This article gives a step by step guide to utilizing Machine Learning capabilities with 2UDA. In the article, we’ll use an example of Animals to predict whether they are mammals, Birds, Fish or Insects.
We’re going to use 2UDA version 11.6-1 to implement the Machine Learning model. 2UDA version 11.6-1 combines:
- PostgreSQL 11.6
- Orange 3.23.0
You can find the latest version of 2UDA here.
Step 1: Load training dataset into PostgreSQL
The sample dataset that is used to train our model is available at the official Orange GitHub repository here.
Follow these steps to load the training data into PostgreSQL tables:
- Connect to PostgreSQL via psql, OmniDB or any other tool that you are familiar with.
- Create a table to store our training data. Here it is named as training_data.
CREATE TABLE training_data( name VARCHAR (100), hair integer, feathers integer, eggs integer, milk integer, airborne integer, aquatic integer, predator integer, toothed integer, backbone integer, breathes integer, venomous integer, fins integer, legs integer, tail integer, domestic integer, catsize integer, type VARCHAR (100) );
- Insert training data into the table via COPY query.

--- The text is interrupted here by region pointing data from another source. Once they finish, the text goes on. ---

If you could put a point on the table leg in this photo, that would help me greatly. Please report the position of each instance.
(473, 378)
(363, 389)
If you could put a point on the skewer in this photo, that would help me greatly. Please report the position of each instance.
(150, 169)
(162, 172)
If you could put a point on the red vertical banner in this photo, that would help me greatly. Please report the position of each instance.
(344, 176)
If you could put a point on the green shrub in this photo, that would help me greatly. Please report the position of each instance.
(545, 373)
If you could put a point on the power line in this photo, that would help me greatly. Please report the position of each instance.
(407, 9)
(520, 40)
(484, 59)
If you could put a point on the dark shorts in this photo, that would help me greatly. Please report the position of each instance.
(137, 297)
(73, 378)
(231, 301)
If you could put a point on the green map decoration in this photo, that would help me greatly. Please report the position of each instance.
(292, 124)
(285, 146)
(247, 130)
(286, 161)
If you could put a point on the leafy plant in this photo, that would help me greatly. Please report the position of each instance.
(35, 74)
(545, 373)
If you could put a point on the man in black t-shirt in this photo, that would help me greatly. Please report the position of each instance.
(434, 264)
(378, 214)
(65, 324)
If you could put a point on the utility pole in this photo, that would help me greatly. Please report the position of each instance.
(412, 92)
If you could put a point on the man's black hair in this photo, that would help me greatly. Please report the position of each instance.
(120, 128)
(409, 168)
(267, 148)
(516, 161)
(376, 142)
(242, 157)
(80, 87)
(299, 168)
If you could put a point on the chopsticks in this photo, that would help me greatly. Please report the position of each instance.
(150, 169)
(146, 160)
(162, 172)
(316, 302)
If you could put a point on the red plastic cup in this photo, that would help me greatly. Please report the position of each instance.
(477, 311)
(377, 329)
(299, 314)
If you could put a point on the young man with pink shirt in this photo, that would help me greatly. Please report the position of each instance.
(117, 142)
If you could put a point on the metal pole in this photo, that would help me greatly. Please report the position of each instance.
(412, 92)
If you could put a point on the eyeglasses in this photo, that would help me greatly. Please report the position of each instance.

Before executing COPY query make sure that PostgreSQL has required read permissions on the data file otherwise COPY operation will fail.

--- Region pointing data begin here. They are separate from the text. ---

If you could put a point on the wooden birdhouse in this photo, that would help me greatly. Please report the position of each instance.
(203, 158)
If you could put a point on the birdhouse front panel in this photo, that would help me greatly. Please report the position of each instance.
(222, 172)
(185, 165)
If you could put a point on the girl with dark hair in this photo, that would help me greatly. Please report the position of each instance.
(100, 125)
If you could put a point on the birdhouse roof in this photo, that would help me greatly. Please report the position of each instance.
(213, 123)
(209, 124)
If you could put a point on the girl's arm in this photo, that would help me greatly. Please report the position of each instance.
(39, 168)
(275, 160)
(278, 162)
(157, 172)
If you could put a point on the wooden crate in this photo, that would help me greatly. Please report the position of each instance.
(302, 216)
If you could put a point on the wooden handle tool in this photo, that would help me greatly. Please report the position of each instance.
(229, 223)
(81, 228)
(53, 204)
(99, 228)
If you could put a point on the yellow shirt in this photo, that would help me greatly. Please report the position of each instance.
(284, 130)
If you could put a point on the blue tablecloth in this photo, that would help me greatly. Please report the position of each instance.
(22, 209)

NOTE: Please make sure you type a tab space in between single quotes after the delimiter keyword.
COPY training_data FROM 'Path_to_training_data_file’ with delimiter ' ' csv header;
Please find the screenshot of training dataset bellow
NOTE: Rows two and three of the training dataset in the .tab file contain some meta information. Since it is not needed at this point, it has been removed from the file.
Step 2: Create workflow with Orange
- Go to the desktop and double click on the Orange icon.
- This is what the start-up page looks like. Select New option and it will create a blank project.
Now you are ready to apply the Machine Learning model on the dataset.
Step 3: Select Machine Learning model to train the data
For this article, k-nearest neighbours (KNN) Machine Learning model is used to train the data. Once the data training process is complete, In the next step test data is passed to the Prediction widget to check the accuracy of predictions.
Step 4: Import training data from PostgreSQL into Orange
This training dataset will be used to train the Machine Learning model.
- Drag and Drop SQL Table widget from the Data menu.
- Rename widget (optional)
- Right-click on the SQL Table widget.
- Select Rename.
- Connect with PostgreSQL to load the training dataset:
- Double click on the Training data widget.
- Enter credentials to connect to the PostgreSQL database.
- Press the reload button to load all the available tables from the given database.
- Select training_data table from Drop down menu and close the pop-up.
Step 5: Add Target column
This step is important because the Machine Learning model will try to predict the data for this target variable/column:
- Drag and drop Select Columns widget from the data menu.
- Double click on the Select Columns widget.
- Search your target column under Features label. Here, type is used as a target variable because we need to see what type a given animal is.
- Drag and drop it under Target Variable box and close the pop-up.
Step 6: Columns ranking
You can Rank or Score the training variable/columns according to their correlation with the target column.
- Drag and drop Rank widget from the data menu.
- Draw a link line from Select columns widget to Rank widget .
- Double click on the Rank widget to see the most related columns in the training data table. It will be selecting the top 5 columns by default.
Step 7: Data training
In this step, the Machine Learning Model (KNN) will be trained with the training dataset. Please follow the following steps:
- Drag and drop KNN widget from the Model menu.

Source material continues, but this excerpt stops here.